The lack of leaks with the wool cover has got me good. My older son will still sometimes wake with a feeling of dampness but I don’t get those drenching leaks that have me constantly shovelling sheets into the washing machine. We have been using an extra large Baby Beehinds wool cover on both the boys, over a number of night nappy options for the purposes of testing broadly.
And those reservations? I find the wool cover super soft and adorable on both my boys (I’d initially thought they looked awkwardly large). Lanolising was as simple as a quick Google search, trip to the chemist and a few minutes of my time. Come back in 6 months to ask me my thoughts on wool and eczema, but my older son is currently in the middle of an eczema flare-up and hasn’t yet complained about the cover. Well, except for the colour that is – “colour it in with crayons,” he said to me when I first presented it to him.
So, my recommendation – definitely go for a wool cover, if you can afford it. Wool covers aren’t the cheapest night nappy solution on the market, but they will definitely stand the test of time. Wool is also known for its breathability – it will absorb moisture and release it through the material itself, so you can get away with washing a wool cover just once a month. Just air it out between washes; you won’t get any smells. Baby Beehinds wool covers come in four sizes (small 3-5kg, medium 4-10kg, large 8-15kg, and extra large 14-20kg), though you may have noted I mentioned I was using the XL on both my boys – the stretchiness means they are very versatile across body shapes.
The Baby Beehinds night nappy is the fifth fitted night nappy I’ve used. It’s also now my favourite fitted for three reasons – it stands up well to boosting, it’s easy to stuff and it offers multiple sanitisation options.

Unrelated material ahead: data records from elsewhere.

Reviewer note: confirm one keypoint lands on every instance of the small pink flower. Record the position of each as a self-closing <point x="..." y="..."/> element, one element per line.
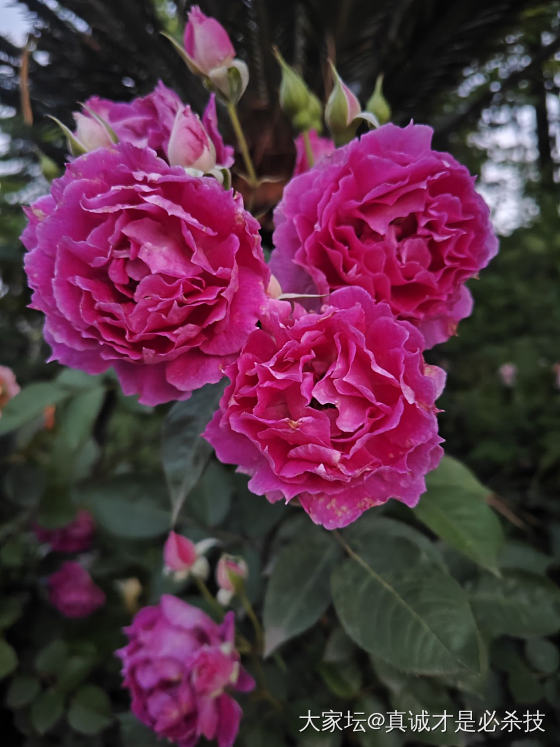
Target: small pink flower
<point x="90" y="133"/>
<point x="189" y="144"/>
<point x="8" y="386"/>
<point x="206" y="43"/>
<point x="230" y="573"/>
<point x="180" y="666"/>
<point x="508" y="374"/>
<point x="179" y="553"/>
<point x="387" y="213"/>
<point x="74" y="537"/>
<point x="334" y="408"/>
<point x="320" y="146"/>
<point x="73" y="592"/>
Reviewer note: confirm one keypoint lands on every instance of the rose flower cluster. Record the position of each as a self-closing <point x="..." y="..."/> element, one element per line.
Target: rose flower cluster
<point x="142" y="259"/>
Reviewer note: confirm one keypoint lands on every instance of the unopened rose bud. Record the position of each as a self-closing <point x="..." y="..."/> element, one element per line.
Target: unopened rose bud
<point x="377" y="103"/>
<point x="274" y="290"/>
<point x="189" y="143"/>
<point x="230" y="81"/>
<point x="231" y="572"/>
<point x="207" y="43"/>
<point x="91" y="133"/>
<point x="341" y="110"/>
<point x="297" y="101"/>
<point x="179" y="553"/>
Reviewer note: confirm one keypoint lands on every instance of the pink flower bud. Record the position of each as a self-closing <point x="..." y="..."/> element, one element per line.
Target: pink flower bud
<point x="8" y="386"/>
<point x="189" y="144"/>
<point x="179" y="553"/>
<point x="73" y="592"/>
<point x="74" y="537"/>
<point x="90" y="133"/>
<point x="206" y="42"/>
<point x="230" y="571"/>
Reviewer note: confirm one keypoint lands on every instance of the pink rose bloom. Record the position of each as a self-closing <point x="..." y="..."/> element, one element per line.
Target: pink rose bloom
<point x="74" y="537"/>
<point x="140" y="266"/>
<point x="8" y="386"/>
<point x="144" y="122"/>
<point x="207" y="44"/>
<point x="335" y="408"/>
<point x="320" y="146"/>
<point x="391" y="215"/>
<point x="149" y="122"/>
<point x="179" y="666"/>
<point x="73" y="592"/>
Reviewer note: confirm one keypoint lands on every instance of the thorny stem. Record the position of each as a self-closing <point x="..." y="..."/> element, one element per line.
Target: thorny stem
<point x="308" y="149"/>
<point x="251" y="173"/>
<point x="257" y="627"/>
<point x="208" y="597"/>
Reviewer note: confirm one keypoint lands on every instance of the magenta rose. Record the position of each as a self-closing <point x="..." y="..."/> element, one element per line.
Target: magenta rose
<point x="334" y="408"/>
<point x="149" y="122"/>
<point x="179" y="666"/>
<point x="389" y="214"/>
<point x="73" y="592"/>
<point x="140" y="266"/>
<point x="74" y="537"/>
<point x="320" y="146"/>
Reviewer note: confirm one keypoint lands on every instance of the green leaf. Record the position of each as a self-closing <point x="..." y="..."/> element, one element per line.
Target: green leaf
<point x="90" y="711"/>
<point x="74" y="671"/>
<point x="46" y="710"/>
<point x="25" y="484"/>
<point x="128" y="507"/>
<point x="51" y="659"/>
<point x="135" y="734"/>
<point x="184" y="452"/>
<point x="30" y="404"/>
<point x="10" y="611"/>
<point x="77" y="419"/>
<point x="518" y="604"/>
<point x="394" y="602"/>
<point x="542" y="654"/>
<point x="454" y="508"/>
<point x="23" y="689"/>
<point x="210" y="500"/>
<point x="298" y="591"/>
<point x="343" y="679"/>
<point x="8" y="659"/>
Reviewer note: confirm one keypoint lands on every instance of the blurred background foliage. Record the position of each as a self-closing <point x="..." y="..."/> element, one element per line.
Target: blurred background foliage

None of the other fitteds I’ve tried have met all three of those criteria – one didn’t stand up well to bulking (at least not to the extent that I needed it), two could only be bulked over the fitted and under the cover (which I personally find tedious), two were time consuming to stuff (and I don’t have time for that) and one could not be sanitised in the washing machine at high heat due to having in-built PUL.

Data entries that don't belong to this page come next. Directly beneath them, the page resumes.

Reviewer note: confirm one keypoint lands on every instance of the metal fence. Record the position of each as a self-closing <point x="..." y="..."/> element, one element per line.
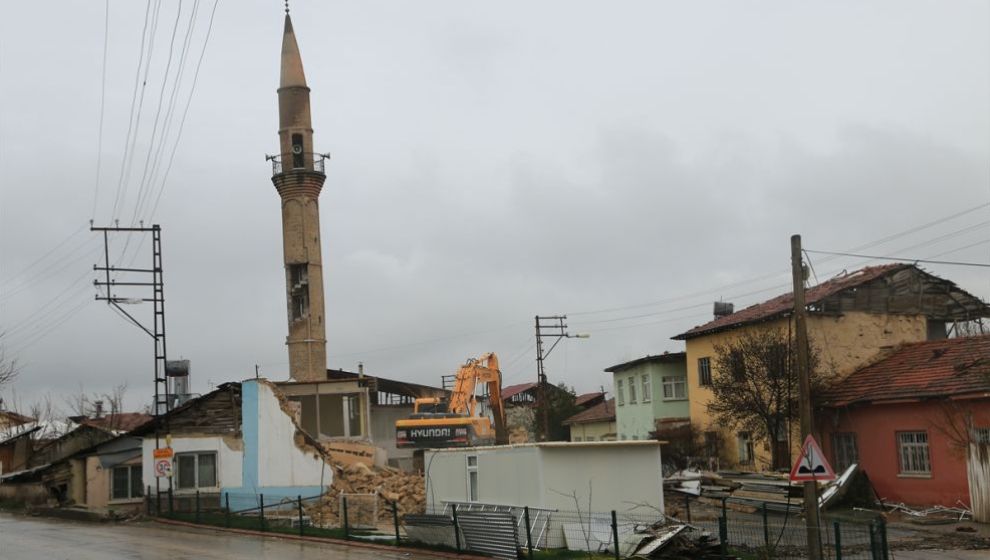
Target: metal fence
<point x="707" y="530"/>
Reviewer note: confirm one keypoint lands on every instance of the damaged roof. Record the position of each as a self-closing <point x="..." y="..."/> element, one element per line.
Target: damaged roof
<point x="601" y="412"/>
<point x="666" y="357"/>
<point x="905" y="280"/>
<point x="385" y="385"/>
<point x="120" y="421"/>
<point x="954" y="367"/>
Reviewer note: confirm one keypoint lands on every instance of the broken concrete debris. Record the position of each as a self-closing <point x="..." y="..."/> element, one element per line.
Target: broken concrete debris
<point x="358" y="481"/>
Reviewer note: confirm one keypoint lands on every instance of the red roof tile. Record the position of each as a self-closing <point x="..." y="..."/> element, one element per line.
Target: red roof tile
<point x="782" y="304"/>
<point x="939" y="368"/>
<point x="15" y="419"/>
<point x="601" y="412"/>
<point x="582" y="400"/>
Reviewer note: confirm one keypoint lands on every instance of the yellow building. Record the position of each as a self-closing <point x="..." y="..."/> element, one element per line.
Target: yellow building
<point x="853" y="320"/>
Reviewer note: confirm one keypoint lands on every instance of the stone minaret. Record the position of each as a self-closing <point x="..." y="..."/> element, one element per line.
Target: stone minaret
<point x="298" y="178"/>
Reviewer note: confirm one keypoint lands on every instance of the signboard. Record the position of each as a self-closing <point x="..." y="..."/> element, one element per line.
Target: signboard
<point x="163" y="462"/>
<point x="811" y="464"/>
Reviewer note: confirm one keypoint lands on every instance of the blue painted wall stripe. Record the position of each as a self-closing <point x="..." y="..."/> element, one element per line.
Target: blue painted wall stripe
<point x="249" y="431"/>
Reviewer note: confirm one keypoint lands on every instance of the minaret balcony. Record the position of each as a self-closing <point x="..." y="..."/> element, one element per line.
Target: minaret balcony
<point x="305" y="161"/>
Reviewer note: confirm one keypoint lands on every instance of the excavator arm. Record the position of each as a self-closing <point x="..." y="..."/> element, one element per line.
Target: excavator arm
<point x="460" y="424"/>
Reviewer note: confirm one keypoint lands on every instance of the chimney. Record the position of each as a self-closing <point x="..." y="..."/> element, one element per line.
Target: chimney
<point x="723" y="309"/>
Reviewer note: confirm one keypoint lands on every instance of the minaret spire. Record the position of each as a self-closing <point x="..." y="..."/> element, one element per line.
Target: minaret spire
<point x="298" y="177"/>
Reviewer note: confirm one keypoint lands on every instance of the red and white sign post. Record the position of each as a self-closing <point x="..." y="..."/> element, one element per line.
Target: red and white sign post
<point x="163" y="462"/>
<point x="811" y="465"/>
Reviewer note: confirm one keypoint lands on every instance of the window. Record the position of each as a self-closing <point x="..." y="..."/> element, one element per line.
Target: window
<point x="737" y="365"/>
<point x="300" y="304"/>
<point x="472" y="478"/>
<point x="197" y="470"/>
<point x="844" y="445"/>
<point x="674" y="388"/>
<point x="912" y="448"/>
<point x="711" y="444"/>
<point x="298" y="161"/>
<point x="745" y="444"/>
<point x="705" y="372"/>
<point x="125" y="483"/>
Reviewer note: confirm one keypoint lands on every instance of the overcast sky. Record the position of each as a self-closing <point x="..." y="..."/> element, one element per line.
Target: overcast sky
<point x="624" y="163"/>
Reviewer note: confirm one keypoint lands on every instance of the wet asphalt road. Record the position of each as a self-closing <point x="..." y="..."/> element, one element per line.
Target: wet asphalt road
<point x="32" y="538"/>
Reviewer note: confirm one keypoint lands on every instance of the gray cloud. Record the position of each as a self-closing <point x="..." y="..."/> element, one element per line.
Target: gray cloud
<point x="491" y="163"/>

With my heavy wetting older son, the ability to boost is my priority when it comes to night nappies. The Baby Beehinds night nappy comes with one snap-in bamboo insert that consists of a three-layered (includes a stay dry layer) bone with a three-layered snake attached. The set up allows for the absorbency to be placed where it’s needed most, and it easily meets the needs of my moderate-wetting son. More importantly for me, however, the nappy is roomy, and extra inserts can quickly and easily be laid either on top of or under the insert. If you have an extreme wetter or prefer the option, you can also boost over a fitted nappy (and under the cover). The nappy is bulky – but, for me, that certainly isn’t a concern.
The Baby Beehinds night nappy is side snapping and sized, so you do need to consider whether this suits your family. Personally, I am not the greatest fan of side snaps for day use, but I find them better for nights in that I struggle with snaps popping open on front snapping night nappies. Being sized, you might be up for a second set of night nappies throughout your cloth journey depending on how baby grows, but if you’re anything like me, you’ll happily make that sacrifice for a dependable night solution. We’ve been using a large night nappy which suits 10-16kg, so you’re likely to find this size will cover much of your cloth journey anyway.

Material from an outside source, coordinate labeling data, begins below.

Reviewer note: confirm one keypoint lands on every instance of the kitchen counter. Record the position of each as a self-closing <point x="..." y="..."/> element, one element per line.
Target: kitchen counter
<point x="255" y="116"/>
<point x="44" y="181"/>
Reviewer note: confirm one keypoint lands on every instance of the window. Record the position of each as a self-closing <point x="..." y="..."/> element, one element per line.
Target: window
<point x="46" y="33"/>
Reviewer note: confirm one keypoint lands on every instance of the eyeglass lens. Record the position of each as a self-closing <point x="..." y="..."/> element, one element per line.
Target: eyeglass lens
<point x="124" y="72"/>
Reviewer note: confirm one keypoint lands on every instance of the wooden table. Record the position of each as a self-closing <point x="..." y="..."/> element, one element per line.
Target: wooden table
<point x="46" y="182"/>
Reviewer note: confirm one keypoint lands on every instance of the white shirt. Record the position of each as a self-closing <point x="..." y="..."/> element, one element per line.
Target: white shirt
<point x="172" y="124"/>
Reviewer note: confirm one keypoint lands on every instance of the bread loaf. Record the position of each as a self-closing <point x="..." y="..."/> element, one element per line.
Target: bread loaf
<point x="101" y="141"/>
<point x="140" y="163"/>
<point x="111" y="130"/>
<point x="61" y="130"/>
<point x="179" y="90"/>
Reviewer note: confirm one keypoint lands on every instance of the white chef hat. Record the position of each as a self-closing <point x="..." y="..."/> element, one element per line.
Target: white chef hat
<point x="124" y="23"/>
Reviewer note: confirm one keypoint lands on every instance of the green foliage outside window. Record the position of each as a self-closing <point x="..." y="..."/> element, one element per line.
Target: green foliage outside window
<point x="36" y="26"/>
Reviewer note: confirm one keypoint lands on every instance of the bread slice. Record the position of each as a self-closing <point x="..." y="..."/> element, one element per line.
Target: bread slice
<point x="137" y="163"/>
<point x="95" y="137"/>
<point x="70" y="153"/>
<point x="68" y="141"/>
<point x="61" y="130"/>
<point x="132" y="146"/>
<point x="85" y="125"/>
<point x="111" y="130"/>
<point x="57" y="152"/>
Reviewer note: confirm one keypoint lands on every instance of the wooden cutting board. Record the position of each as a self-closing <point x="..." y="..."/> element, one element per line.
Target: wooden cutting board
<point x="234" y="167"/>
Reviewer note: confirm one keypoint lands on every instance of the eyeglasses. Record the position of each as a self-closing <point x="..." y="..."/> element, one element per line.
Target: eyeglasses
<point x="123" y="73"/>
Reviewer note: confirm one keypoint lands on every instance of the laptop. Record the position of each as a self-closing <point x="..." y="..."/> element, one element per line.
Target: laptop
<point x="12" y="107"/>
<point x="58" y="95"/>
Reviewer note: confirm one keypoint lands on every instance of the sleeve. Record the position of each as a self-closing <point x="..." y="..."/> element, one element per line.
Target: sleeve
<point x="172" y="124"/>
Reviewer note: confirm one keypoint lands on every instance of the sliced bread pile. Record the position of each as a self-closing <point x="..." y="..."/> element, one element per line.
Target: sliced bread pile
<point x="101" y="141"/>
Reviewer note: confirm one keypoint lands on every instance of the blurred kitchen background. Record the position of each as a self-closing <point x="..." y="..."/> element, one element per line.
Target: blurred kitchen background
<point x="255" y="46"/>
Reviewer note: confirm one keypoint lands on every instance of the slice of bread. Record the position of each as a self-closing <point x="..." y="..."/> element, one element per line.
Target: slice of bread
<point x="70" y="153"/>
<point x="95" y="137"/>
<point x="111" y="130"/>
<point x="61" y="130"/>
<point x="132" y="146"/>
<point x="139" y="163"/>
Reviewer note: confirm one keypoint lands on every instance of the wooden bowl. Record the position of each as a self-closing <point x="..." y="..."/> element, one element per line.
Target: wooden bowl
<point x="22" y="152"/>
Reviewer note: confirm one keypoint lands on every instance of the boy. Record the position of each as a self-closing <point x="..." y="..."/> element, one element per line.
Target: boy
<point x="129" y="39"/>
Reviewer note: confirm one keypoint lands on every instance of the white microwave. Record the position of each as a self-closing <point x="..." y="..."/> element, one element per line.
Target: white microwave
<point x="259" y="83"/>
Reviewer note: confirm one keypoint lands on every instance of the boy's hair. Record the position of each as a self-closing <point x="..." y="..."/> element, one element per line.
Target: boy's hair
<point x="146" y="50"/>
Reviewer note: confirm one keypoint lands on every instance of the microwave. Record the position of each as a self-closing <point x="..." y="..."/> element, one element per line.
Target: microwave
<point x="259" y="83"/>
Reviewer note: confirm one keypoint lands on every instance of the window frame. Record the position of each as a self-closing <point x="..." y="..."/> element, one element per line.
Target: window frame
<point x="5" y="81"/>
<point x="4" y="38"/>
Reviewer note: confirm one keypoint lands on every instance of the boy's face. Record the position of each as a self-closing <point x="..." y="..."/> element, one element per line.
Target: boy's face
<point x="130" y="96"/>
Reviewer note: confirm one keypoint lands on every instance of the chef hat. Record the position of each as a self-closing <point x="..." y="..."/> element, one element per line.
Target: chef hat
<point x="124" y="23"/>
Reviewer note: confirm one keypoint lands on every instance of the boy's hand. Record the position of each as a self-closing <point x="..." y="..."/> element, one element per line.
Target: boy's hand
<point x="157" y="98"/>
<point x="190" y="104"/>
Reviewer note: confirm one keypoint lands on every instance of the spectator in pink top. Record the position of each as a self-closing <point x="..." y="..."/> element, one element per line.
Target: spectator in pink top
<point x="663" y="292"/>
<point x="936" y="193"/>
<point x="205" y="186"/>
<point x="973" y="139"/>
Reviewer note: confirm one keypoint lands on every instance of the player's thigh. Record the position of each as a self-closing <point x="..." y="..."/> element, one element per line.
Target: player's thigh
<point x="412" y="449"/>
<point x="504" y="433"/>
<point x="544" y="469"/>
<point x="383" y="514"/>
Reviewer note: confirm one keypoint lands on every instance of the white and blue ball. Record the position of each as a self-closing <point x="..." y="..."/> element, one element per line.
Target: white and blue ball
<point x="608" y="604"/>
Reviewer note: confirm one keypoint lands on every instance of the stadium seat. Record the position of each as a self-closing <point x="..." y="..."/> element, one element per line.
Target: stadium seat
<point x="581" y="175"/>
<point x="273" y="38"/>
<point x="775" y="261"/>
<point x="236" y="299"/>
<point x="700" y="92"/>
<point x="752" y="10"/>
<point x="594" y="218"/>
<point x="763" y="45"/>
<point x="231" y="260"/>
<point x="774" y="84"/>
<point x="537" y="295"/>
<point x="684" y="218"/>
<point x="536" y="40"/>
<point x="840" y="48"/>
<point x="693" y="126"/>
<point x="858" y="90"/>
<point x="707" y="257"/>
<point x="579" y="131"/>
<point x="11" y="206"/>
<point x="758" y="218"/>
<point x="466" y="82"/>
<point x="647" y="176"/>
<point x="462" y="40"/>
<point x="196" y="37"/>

And, despite what my son says, I really think there’s something special and rather nostalgic about a plain white, fluffy nappy, especially for nights when the nappy is rarely on show.
So, there you have it, the night nappy options I’ve found to be best for my family – what have you found to be best for yours?
* It is worth noting the wash recommendations for night nappies (or any nappy worn longer than four hours), which includes a hot, daily pre-wash. Visit Clean Cloth Nappies for details.